Hungary’s National Bureau of Investigation (NNI) has launched an investigation on suspicion of a “breach of information system or data”, following press reports that Russian hackers broke into the IT system of the Ministry of Foreign Affairs and Trade years ago and were able to access the Ministry’s communications as an open book.
Chief Public Prosecutor Péter Polt informed Ágnes Vadai, MP of the Democratic Coalition, about the opening of the investigation after the opposition politician submitted written questions to the Chief Prosecutor.
The opposition politician turned to Polt after investigative outlet Direkt36 reported that Russian hacker groups have been keeping the Foreign Ministry under cyber attack for years.

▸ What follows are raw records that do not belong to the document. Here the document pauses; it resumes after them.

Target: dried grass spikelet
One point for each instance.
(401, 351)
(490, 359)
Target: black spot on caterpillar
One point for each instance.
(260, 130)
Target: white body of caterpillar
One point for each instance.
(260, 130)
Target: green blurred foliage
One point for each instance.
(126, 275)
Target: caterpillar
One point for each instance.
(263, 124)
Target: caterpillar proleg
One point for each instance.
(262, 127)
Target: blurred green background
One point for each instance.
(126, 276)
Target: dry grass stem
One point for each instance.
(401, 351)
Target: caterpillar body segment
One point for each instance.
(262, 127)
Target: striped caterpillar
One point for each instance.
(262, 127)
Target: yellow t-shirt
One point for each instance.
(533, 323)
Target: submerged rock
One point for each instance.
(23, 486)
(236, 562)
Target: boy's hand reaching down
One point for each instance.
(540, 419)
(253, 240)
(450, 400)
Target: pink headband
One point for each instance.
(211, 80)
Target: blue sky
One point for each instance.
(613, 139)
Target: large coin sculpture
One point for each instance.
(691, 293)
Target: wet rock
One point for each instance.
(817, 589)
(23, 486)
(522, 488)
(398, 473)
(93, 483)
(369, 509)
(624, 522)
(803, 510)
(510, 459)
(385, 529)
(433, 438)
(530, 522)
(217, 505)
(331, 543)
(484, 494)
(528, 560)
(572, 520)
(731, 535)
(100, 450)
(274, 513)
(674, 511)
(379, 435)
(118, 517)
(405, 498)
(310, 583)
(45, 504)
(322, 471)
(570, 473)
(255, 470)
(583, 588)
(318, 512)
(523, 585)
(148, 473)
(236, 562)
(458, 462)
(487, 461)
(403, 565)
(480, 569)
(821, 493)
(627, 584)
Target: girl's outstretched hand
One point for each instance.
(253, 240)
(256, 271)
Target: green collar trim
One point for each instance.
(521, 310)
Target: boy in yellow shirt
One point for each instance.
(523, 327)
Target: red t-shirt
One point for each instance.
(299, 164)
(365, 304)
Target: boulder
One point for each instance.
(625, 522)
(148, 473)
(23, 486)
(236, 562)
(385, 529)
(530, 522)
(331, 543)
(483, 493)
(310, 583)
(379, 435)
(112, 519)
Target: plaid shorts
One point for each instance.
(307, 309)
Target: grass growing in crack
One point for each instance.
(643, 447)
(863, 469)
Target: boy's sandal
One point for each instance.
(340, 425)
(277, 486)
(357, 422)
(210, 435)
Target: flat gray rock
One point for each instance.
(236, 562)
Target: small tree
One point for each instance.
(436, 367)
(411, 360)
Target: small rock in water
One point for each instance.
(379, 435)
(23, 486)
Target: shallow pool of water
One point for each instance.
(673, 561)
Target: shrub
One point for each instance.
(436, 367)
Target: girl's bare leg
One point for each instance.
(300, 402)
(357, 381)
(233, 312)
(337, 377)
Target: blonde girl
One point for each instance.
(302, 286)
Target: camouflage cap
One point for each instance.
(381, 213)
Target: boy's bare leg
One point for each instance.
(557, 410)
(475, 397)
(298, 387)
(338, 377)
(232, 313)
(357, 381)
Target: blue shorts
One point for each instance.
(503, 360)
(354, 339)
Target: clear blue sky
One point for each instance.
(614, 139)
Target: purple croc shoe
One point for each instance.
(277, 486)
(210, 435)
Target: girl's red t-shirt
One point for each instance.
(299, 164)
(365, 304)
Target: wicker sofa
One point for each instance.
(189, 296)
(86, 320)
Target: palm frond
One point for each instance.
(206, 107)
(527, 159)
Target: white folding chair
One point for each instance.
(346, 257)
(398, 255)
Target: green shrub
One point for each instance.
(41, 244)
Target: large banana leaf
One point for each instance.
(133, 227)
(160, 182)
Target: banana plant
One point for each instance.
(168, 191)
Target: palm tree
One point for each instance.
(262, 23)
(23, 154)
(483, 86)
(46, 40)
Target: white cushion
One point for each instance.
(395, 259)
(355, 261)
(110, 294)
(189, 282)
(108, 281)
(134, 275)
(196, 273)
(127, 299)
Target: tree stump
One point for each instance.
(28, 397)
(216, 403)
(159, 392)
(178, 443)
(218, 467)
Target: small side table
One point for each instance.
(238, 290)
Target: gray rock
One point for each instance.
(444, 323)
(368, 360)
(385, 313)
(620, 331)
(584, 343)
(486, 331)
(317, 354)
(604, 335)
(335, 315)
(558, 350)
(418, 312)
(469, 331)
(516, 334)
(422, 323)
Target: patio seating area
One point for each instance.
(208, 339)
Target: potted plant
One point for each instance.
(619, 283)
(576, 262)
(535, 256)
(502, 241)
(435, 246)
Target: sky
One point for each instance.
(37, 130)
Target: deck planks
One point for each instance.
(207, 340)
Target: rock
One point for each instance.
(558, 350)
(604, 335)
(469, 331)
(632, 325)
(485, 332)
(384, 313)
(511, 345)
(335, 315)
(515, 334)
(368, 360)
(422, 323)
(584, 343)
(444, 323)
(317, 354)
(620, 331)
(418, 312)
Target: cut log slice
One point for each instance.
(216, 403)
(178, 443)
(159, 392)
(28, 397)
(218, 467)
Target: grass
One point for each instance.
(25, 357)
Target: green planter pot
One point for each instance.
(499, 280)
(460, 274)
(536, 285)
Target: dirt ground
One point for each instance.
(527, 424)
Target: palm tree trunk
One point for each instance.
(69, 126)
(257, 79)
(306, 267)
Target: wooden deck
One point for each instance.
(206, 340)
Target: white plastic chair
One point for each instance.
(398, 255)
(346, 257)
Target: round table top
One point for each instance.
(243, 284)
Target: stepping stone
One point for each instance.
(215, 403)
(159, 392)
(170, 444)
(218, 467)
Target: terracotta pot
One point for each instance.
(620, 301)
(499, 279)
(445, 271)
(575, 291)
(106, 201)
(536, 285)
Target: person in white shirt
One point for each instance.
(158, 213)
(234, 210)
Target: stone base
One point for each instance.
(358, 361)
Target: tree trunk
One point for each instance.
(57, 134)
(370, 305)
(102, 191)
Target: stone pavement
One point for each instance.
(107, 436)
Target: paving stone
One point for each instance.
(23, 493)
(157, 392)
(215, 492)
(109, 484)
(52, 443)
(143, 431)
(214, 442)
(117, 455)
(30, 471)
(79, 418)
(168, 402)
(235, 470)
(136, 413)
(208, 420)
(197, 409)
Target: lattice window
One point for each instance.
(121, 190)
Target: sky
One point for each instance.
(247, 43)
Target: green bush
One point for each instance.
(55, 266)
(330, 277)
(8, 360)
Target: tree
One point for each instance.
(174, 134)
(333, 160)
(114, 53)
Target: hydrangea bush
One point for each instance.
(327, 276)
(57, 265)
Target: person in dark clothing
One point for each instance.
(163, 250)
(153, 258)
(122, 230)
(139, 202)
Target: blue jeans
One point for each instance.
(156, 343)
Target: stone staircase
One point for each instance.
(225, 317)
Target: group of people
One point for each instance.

According to the investigative site, Russian hackers infiltrated the IT systems of the Ministry of Foreign Affairs and Trade as early as 2012. By the second half of 2021, Direkt36 found, Russia had already completely compromised the ministry’s computer network and internal mail system, and had hacked into the encrypted network used to transmit “restricted” and “classified” state and diplomacy related information, which can otherwise only be used under strict security conditions.
The DK politician wanted to know how the chief prosecutor interprets the crime of “treason” under the Hungarian Criminal Code. She also asked whether Polt had filed an ex officio criminal complaint after the publication of the investigative article, for example on suspicion of treason, and if not, whether he would do so following the written question of Vadai.
In his reply, the Chief Prosecutor did not specify how he interpreted the legal concept of treason under Hungary’s criminal law, but indicated that he had assessed the questions as a criminal complaint and had forwarded it to the National Bureau of Investigation.
According to the NNI, an ex officio investigation was already ordered on the day the article was published “on suspicion of a breach of information system or data.”